Areas of low oxygen have spread exponentially over the past 40 years, and are cited as a key stressor on coastal ecosystems. The world's second largest coastal hypoxic (≤2 mg of O2 l−1) zone occurs annually in the northern Gulf of Mexico (nGOM). The net effect of hypoxia is the diversion of energy flow away from higher trophic levels to microorganisms. This energy shunt is consequential to the overall productivity of hypoxic water masses and the ecosystem as a whole.  The Mason lab has a time series in the Gulf hypoxic zone, revealing an annual increase in abundance of Thaumarchaeota in the expansive hypoxic zone.  In particular, the abundance of ammonia-oxidizing Thaumarchaeota increases significantly in correlation with decreasing dissolved oxygen concentrations. Hypoxic archaeal hotspots might persist over time in the hypoxic area and may continue to serve as a site where energy flow is diverted away from higher trophic levels to, in this case, ammonia-oxidizing Thaumarchaeota. This population of Thaumarchaeota could carry out sustained draw down of oxygen in these water masses, as well as potentially influence the nitrogen cycle in the nGOM.  Collaborators on this project are: Nancy Rabalais and Cameron Thrash.

Microscale Trophic Interactions in Pitcher Plant Leaf Fluids

The aquatic communities found within the water-filled leaves of the pitcher plant, Sarracenia purpurea, have a simple trophic structure providing an ideal system to study microscale interactions between protozoan predators and their bacterial prey.  Specifically, we use pitcher plant leaves to carry out experiments directed at characterizing predator (protozoa)/prey (microbes) interactions, evolution and to test ecological theory.  For example, niche partitioning has been proposed as a driver of evolution in ecology, however empirical evidence remains controversial.  Replicate inquiline microbial communities are maintained with four protozoan species (in monoculture and competitive mixtures) to determine whether different predators target specific microbial species, and if competition among the protozoa affects resource use.  This experiment’s design includes an additional study analyzing microbial community change after seven weeks of protozoan evolution to assess successional patterns in niche partitioning. These tractable microcosm experiments help to clarify patterns of microbial evolution and predator resource distribution.  Collaborators on this project are: Tom Miller (FSU).  
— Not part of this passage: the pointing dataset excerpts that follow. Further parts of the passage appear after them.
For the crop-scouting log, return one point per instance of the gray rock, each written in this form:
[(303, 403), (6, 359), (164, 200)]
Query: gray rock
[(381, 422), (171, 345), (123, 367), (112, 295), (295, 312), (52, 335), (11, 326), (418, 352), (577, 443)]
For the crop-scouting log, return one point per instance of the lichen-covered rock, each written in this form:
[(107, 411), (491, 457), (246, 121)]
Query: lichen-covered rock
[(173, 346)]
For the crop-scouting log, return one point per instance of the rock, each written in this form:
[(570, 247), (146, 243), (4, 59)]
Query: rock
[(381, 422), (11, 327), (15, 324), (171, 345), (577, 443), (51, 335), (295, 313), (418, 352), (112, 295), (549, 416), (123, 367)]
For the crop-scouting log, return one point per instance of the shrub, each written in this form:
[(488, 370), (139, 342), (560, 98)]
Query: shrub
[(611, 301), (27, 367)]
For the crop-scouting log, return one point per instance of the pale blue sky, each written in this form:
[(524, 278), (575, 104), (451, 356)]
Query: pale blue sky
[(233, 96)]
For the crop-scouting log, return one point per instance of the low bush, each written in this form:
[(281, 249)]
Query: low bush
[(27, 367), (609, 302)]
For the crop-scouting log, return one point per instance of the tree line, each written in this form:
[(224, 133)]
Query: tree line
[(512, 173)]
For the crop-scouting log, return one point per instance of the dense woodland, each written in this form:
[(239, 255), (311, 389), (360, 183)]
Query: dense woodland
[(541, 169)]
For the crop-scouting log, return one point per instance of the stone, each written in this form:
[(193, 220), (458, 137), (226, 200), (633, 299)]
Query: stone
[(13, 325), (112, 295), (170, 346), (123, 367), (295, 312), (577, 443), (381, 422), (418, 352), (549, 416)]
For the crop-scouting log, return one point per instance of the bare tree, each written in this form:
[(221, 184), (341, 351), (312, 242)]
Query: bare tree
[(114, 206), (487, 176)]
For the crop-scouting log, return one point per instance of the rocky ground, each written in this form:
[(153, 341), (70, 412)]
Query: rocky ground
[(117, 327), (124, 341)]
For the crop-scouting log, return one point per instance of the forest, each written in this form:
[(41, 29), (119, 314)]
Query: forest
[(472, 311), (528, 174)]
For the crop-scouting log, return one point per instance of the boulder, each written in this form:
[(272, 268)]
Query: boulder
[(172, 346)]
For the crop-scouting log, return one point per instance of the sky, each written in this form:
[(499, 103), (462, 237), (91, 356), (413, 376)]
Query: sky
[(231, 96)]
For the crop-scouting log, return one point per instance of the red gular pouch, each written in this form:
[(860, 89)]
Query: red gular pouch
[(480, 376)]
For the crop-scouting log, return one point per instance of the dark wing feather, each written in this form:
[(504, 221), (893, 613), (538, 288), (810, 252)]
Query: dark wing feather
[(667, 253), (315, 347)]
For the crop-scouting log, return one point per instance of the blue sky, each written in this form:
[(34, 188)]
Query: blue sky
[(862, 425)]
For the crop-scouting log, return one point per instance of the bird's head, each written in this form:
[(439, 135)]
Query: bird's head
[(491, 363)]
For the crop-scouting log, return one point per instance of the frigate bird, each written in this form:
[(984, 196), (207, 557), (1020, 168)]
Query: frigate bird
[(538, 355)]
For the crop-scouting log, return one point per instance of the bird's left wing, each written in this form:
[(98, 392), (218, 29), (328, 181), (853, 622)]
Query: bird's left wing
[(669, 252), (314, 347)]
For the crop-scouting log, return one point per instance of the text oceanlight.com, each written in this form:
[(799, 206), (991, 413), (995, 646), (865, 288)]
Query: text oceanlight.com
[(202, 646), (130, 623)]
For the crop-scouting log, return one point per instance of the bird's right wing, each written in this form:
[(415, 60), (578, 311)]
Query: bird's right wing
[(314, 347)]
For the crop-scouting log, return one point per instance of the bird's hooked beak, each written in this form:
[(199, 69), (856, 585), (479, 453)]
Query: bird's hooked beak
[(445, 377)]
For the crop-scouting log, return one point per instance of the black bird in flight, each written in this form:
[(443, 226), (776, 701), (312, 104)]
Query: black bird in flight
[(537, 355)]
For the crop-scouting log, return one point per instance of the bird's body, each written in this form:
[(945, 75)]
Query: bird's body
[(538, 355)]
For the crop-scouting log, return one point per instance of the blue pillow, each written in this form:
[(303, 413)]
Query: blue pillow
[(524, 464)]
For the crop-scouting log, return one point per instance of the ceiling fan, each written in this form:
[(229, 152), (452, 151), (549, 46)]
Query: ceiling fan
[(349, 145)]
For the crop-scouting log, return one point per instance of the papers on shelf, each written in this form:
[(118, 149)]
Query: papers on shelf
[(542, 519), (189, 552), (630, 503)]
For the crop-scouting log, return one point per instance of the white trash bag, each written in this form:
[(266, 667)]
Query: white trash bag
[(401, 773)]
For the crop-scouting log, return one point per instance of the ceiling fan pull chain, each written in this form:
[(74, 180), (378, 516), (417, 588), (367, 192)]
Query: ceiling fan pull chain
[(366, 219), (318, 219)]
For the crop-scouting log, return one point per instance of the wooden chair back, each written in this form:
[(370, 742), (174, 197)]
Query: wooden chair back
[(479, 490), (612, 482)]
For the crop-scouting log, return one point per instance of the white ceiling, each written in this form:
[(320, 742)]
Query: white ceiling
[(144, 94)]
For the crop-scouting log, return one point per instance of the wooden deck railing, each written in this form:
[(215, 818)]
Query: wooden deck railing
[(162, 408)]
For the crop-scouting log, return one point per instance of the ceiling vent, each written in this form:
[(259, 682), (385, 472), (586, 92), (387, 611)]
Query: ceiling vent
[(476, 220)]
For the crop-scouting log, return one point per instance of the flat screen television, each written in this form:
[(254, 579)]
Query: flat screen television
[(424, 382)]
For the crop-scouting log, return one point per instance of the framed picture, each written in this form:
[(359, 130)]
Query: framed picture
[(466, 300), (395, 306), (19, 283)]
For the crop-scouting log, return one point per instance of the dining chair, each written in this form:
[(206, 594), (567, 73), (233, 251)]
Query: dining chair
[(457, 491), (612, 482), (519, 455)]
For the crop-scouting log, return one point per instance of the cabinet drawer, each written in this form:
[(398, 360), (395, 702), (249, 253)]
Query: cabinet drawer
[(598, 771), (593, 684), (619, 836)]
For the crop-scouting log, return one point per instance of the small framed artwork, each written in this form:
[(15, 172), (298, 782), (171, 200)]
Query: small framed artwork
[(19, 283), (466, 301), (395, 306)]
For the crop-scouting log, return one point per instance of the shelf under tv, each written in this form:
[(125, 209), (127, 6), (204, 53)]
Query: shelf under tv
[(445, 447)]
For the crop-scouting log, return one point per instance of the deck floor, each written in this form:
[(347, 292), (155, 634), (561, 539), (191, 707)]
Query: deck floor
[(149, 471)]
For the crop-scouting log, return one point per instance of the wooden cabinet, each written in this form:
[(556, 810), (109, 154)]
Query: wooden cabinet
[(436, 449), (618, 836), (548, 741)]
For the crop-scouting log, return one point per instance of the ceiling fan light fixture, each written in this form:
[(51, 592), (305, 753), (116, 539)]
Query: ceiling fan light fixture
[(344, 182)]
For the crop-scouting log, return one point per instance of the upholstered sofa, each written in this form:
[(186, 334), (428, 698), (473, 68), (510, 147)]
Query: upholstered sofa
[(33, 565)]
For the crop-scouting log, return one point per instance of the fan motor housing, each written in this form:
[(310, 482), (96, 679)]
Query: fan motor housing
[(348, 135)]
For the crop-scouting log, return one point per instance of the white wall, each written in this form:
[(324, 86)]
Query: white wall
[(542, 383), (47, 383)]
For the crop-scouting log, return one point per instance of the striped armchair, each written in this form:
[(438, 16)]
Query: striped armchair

Microbe:Plant Interactions in the Marsh Rhizosphere

Coastal marsh ecosystems provide important ecosystem services such as nutrient filtering, flood control, and carbon sequestration. They represent an important coastal-ocean interface, often referred to as hotspots in terms of plant and microbial activity and biogeochemical cycling. These ecosystems are particularly vulnerable to sea level rise, which alters in situ redox conditions in sediments. Changes in redox influences microbial composition and function, likely perturbs microbe:marsh grass interactions, and ultimately may alter biogeochemical cycles. Collaborators on this project are Behzad Mortazavi (University of Alabama, Dauphin Island Sea Lab).